Currently ISA-Tab metadata files can be downloaded directly from the HTML page for each Data Descriptor. Scientific Data also provides a GitHub repository containing copies of these ISA-Tab files at https://github.com/ScientificDataLabs/ISA-tab.
However, we can do more! Given that datasets and their descriptions are made available, the next step is to enable a “find me the data” culture.
Aiming to increase the usefulness of the ISA-Tab metadata files, the ISA team based at the University of Oxford has produced a demo tool allowing the discovery and exploration of the datasets. This is aptly named the ISA-explorer, and uses the information in the ISA-Tab metadata files to facilitate dataset discovery (see Figure 2). Published Scientific Data ISA-Tab files can now be easily read and explored at the customised Scientific Data ISA-explorer at: http://scientificdata.isa-explorer.org/
The Scientific Data ISA-explorer allows users to filter datasets by data repository and the metadata in the Structured Summary table (see Figure 1). The filters can be combined in a boolean search allowing users to easily and quickly discover specific types of data; for example, a specific design type for data stored at a particular repository.

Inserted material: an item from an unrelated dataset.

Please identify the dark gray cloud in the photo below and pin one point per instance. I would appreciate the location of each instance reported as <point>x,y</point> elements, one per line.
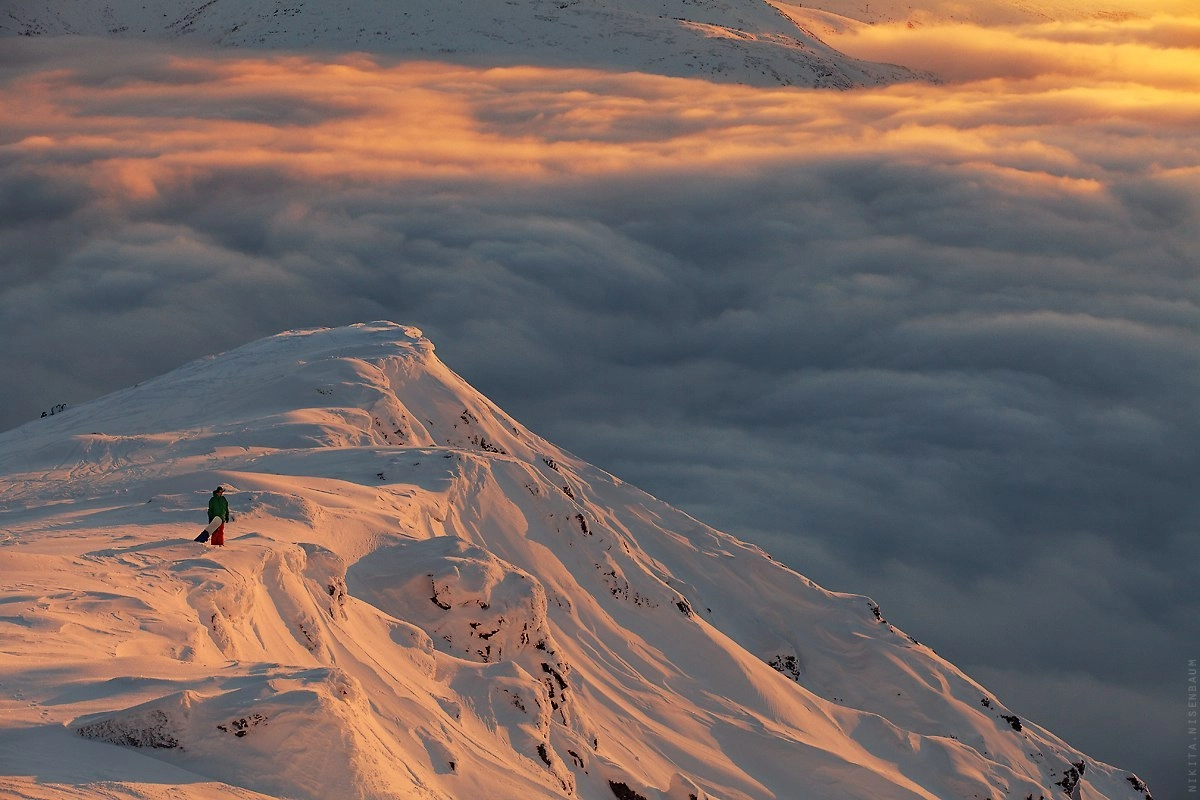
<point>935,344</point>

The ISA-explorer also offers a generic search box, allowing for keyword-based searches of the ISA-Tab metadata files. Additionally, the tool allows browsing of dataset specific information such as related publications. The tool shows a visualisation of the distribution of sample characteristics: for example, Figure 3 depicts how many samples of each organism type. To see all the samples information, the original metadata tables can also be visualised.